But I've come to believe that home is where we are free to be our whole selves. That is, we find home in those places where we are liberated to be authentically who, at our essence, we are, with as few masks -- or as little armor -- as possible.
I almost never felt that sense of wholeness in the house in which I grew up in Woodstock, Ill. For many reasons, my mother seemed unwilling to release control of my three sisters and me so we could discover and live out our destinies. Each of us had to do that in different ways and without Mom's help or permission, and do it away from the home in which we spent most of our childhoods.
That may explain why my sisters and I have lived most of our adult lives in diaspora, almost literally scattered from coast to coast -- from California to North Carolina -- with just one of us within 50 miles of that house, the sister who felt most comfortable in the Woodstock home.
And yet there's something about that house that feels like home to me. I think it's because I now understand that it was there that I first came to terms with the reality that I was not free, and it was there that I purposed to be free some day. So I am drawn to that place because it remains the site of my liberating decision to find home somewhere.
Home, then, is not always a place free of pain or anxiety. Rather, it's where distress has been confronted and, in some way, resolved -- or at least understood.

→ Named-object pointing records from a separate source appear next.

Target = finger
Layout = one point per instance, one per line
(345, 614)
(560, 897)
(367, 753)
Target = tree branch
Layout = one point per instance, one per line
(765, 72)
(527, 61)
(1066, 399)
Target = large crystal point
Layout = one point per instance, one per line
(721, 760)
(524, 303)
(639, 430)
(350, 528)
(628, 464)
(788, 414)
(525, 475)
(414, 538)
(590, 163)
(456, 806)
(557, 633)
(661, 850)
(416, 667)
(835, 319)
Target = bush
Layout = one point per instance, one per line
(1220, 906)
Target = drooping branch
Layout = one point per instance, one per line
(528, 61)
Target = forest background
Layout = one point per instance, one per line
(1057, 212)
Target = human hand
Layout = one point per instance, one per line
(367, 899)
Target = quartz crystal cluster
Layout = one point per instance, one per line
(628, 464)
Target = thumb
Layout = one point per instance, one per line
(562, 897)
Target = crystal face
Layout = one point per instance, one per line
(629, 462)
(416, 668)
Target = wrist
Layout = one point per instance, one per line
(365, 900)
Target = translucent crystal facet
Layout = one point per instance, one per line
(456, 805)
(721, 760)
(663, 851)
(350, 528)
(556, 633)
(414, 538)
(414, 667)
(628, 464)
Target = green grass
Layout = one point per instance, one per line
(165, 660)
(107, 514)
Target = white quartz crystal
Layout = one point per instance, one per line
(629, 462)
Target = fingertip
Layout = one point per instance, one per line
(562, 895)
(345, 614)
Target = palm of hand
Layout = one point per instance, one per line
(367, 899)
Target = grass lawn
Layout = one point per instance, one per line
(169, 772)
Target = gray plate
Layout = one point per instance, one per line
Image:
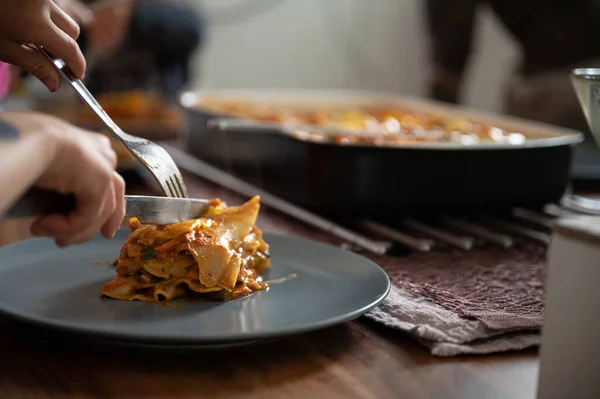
(59, 288)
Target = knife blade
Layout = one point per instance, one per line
(149, 209)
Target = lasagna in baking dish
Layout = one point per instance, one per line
(221, 254)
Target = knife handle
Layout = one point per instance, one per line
(40, 202)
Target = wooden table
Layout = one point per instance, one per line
(356, 360)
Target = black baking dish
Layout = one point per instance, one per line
(367, 180)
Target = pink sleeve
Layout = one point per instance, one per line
(4, 79)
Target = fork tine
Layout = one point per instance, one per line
(172, 192)
(181, 186)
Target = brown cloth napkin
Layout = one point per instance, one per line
(476, 302)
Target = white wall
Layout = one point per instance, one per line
(356, 44)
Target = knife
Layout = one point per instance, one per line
(149, 209)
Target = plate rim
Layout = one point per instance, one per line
(13, 312)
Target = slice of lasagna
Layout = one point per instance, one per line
(221, 253)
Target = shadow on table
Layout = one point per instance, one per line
(54, 363)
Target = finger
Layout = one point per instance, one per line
(33, 62)
(116, 219)
(63, 46)
(64, 22)
(86, 233)
(80, 224)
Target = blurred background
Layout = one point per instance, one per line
(354, 44)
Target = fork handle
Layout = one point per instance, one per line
(82, 92)
(40, 202)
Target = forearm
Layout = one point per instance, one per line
(24, 159)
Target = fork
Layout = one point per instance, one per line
(151, 155)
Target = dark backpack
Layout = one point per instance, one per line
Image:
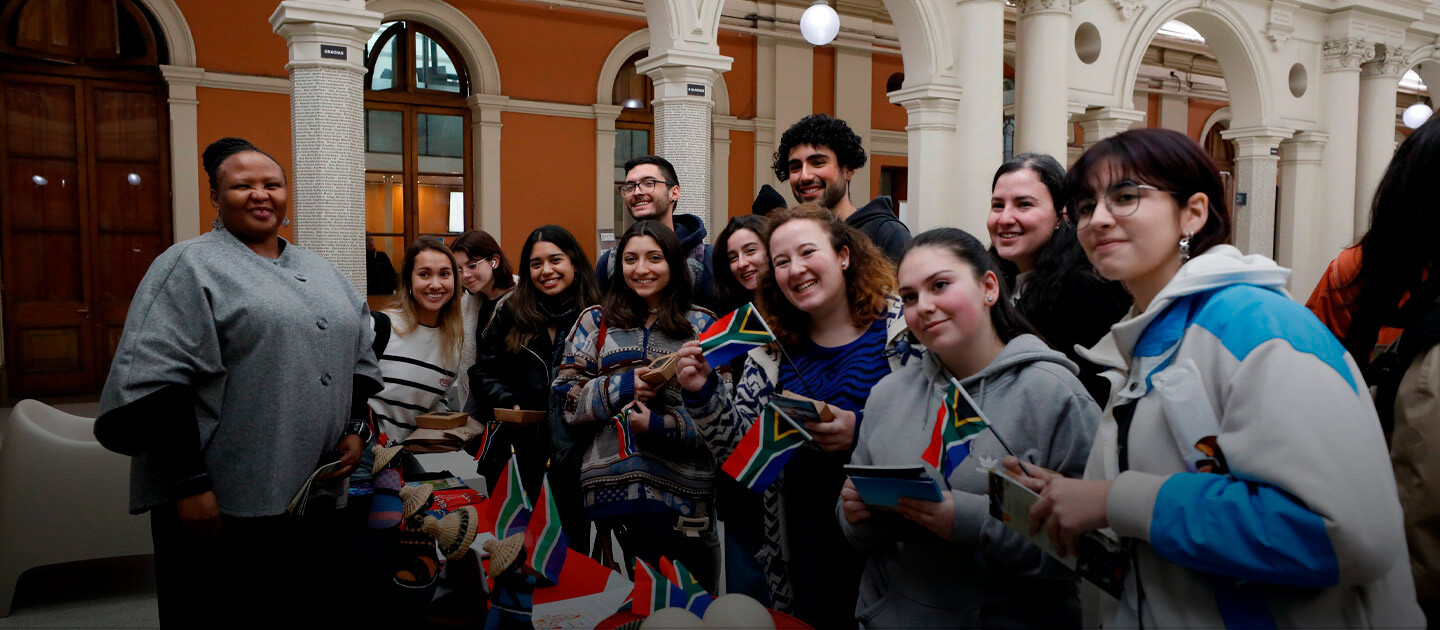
(1387, 370)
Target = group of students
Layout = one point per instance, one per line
(1108, 317)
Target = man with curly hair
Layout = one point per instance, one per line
(818, 156)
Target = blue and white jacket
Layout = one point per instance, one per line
(1298, 522)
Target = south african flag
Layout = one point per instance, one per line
(956, 423)
(735, 334)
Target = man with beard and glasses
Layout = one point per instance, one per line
(651, 190)
(818, 156)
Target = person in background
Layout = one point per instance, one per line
(948, 563)
(828, 298)
(651, 190)
(818, 156)
(245, 364)
(484, 272)
(1043, 265)
(647, 473)
(516, 364)
(1278, 508)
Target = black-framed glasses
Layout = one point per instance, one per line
(1121, 200)
(644, 186)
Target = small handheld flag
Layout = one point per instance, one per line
(765, 449)
(545, 537)
(735, 334)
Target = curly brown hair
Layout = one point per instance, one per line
(869, 279)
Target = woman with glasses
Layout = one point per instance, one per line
(1240, 460)
(1043, 265)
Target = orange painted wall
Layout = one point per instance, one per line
(742, 173)
(262, 118)
(1200, 111)
(740, 79)
(549, 177)
(883, 114)
(549, 53)
(235, 36)
(822, 99)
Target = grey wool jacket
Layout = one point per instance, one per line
(984, 576)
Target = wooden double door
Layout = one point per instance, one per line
(84, 210)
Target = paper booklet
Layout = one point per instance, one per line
(1099, 557)
(307, 491)
(883, 486)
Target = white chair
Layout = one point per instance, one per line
(62, 496)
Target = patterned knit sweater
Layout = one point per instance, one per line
(673, 469)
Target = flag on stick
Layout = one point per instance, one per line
(765, 449)
(735, 334)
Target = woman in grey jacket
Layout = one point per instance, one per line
(949, 563)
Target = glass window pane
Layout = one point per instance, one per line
(383, 75)
(439, 203)
(432, 66)
(383, 140)
(441, 143)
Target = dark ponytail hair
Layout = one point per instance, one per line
(221, 150)
(1005, 318)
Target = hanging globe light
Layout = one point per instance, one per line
(1416, 115)
(820, 23)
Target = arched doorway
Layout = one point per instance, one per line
(85, 196)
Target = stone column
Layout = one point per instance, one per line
(1299, 222)
(979, 144)
(605, 192)
(1257, 153)
(930, 130)
(684, 82)
(1339, 112)
(1043, 49)
(1375, 143)
(327, 125)
(484, 137)
(1103, 122)
(185, 150)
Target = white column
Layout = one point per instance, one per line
(484, 137)
(185, 150)
(1174, 112)
(605, 192)
(1339, 112)
(979, 144)
(327, 125)
(1103, 122)
(684, 82)
(1299, 222)
(1256, 170)
(1043, 48)
(853, 69)
(1375, 143)
(720, 174)
(930, 112)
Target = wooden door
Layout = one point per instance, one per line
(82, 213)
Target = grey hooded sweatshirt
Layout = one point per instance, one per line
(984, 576)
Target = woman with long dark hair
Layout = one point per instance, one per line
(647, 473)
(516, 363)
(972, 571)
(1043, 265)
(1240, 460)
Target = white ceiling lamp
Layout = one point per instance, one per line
(1416, 115)
(820, 23)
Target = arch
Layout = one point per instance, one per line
(1227, 35)
(1218, 115)
(627, 48)
(458, 29)
(174, 29)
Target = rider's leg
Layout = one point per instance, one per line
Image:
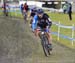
(49, 37)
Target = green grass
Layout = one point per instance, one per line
(56, 17)
(64, 19)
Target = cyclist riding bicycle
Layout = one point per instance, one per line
(33, 12)
(42, 21)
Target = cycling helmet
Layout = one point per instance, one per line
(40, 11)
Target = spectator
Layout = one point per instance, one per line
(65, 7)
(22, 8)
(26, 7)
(70, 11)
(5, 8)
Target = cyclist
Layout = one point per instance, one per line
(26, 8)
(22, 8)
(5, 8)
(42, 20)
(32, 14)
(25, 11)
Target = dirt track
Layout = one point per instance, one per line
(19, 45)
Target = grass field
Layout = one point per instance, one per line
(56, 17)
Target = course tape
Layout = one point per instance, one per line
(63, 26)
(55, 23)
(63, 36)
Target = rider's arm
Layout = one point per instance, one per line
(48, 20)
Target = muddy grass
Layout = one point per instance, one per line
(19, 45)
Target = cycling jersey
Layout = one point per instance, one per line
(41, 22)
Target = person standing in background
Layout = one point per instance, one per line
(22, 8)
(70, 11)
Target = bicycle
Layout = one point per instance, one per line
(25, 16)
(45, 43)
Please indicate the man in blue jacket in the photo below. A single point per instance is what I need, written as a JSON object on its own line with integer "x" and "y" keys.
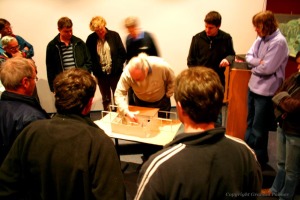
{"x": 66, "y": 51}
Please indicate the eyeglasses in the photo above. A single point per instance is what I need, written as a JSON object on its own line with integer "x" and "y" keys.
{"x": 36, "y": 78}
{"x": 6, "y": 28}
{"x": 14, "y": 48}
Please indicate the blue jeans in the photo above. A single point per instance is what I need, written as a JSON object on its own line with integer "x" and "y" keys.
{"x": 288, "y": 174}
{"x": 260, "y": 116}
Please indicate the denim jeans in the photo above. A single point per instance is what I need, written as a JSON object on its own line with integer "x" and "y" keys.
{"x": 288, "y": 174}
{"x": 260, "y": 112}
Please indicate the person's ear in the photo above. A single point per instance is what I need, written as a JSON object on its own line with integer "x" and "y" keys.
{"x": 179, "y": 109}
{"x": 25, "y": 82}
{"x": 88, "y": 107}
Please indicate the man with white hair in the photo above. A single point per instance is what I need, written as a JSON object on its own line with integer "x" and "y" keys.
{"x": 152, "y": 80}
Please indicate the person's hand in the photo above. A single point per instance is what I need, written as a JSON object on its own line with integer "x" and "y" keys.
{"x": 132, "y": 116}
{"x": 224, "y": 63}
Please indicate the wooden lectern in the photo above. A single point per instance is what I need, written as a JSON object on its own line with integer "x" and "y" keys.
{"x": 236, "y": 96}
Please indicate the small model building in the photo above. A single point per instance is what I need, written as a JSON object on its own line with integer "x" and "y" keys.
{"x": 148, "y": 124}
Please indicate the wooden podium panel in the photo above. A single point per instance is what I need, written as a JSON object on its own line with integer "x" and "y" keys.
{"x": 237, "y": 99}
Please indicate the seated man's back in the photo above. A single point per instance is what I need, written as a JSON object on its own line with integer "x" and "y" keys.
{"x": 18, "y": 107}
{"x": 202, "y": 162}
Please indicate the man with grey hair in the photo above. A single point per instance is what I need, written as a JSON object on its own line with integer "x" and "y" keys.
{"x": 18, "y": 107}
{"x": 10, "y": 46}
{"x": 137, "y": 41}
{"x": 152, "y": 80}
{"x": 68, "y": 156}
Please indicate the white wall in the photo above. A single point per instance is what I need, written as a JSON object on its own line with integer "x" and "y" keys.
{"x": 173, "y": 23}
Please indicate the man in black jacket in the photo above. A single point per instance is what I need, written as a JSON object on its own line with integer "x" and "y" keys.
{"x": 66, "y": 51}
{"x": 67, "y": 157}
{"x": 212, "y": 48}
{"x": 202, "y": 162}
{"x": 18, "y": 107}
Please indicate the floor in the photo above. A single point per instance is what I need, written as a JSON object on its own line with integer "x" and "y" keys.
{"x": 131, "y": 160}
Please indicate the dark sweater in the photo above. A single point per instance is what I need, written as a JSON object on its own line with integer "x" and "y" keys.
{"x": 206, "y": 165}
{"x": 65, "y": 158}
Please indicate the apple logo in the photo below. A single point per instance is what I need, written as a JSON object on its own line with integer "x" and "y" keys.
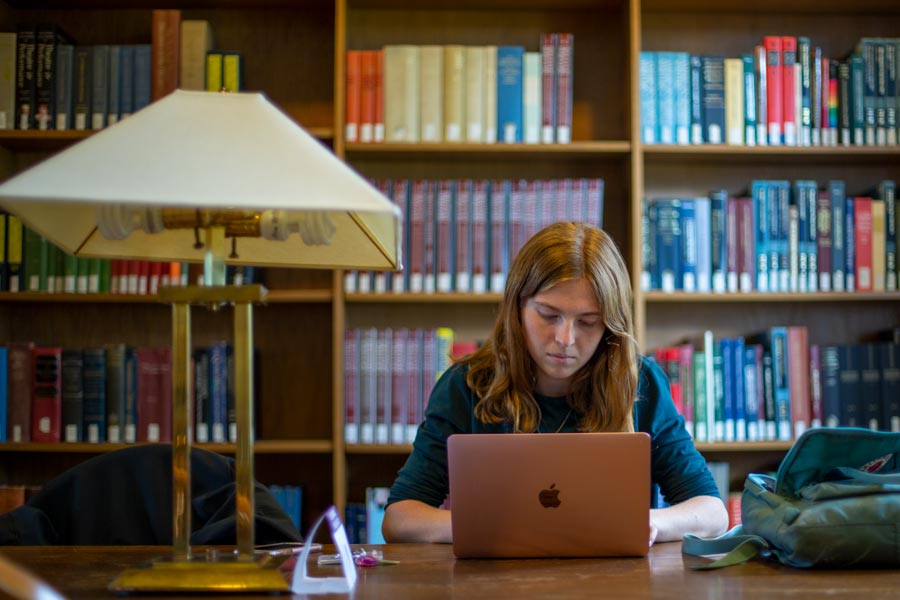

That also may be why, for me, the building in which my congregation meets is another home for me. I'm free there to confront the eternal questions, to be in community with my sisters and brothers in Christ, to know that I am forgiven and am deputized to tell others about the availability of divine forgiveness.
The book of I Peter says we are "sojourners and pilgrims." The New American Bible translation has it "aliens and sojourners." Either way, it's a clue that we are not yet dwelling in our eternal home -- whatever and wherever that may be.
Today's undomesticated wind stirred me to consciousness and blew away some old, battered and not terribly useful images of home. When the swift air had passed, I was left to remember that sometimes, like hermit crabs, we carry home with us.
[Bill Tammeus, a Presbyterian elder and former award-winning Faith columnist for The Kansas City Star, writes the daily "Faith Matters" blog for The Star's Web site and a monthly column for The Presbyterian Outlook. His latest book, co-authored with Rabbi Jacques Cukierkorn, is They Were Just People: Stories of Rescue in Poland During the Holocaust. E-mail him at firstname.lastname@example.org.]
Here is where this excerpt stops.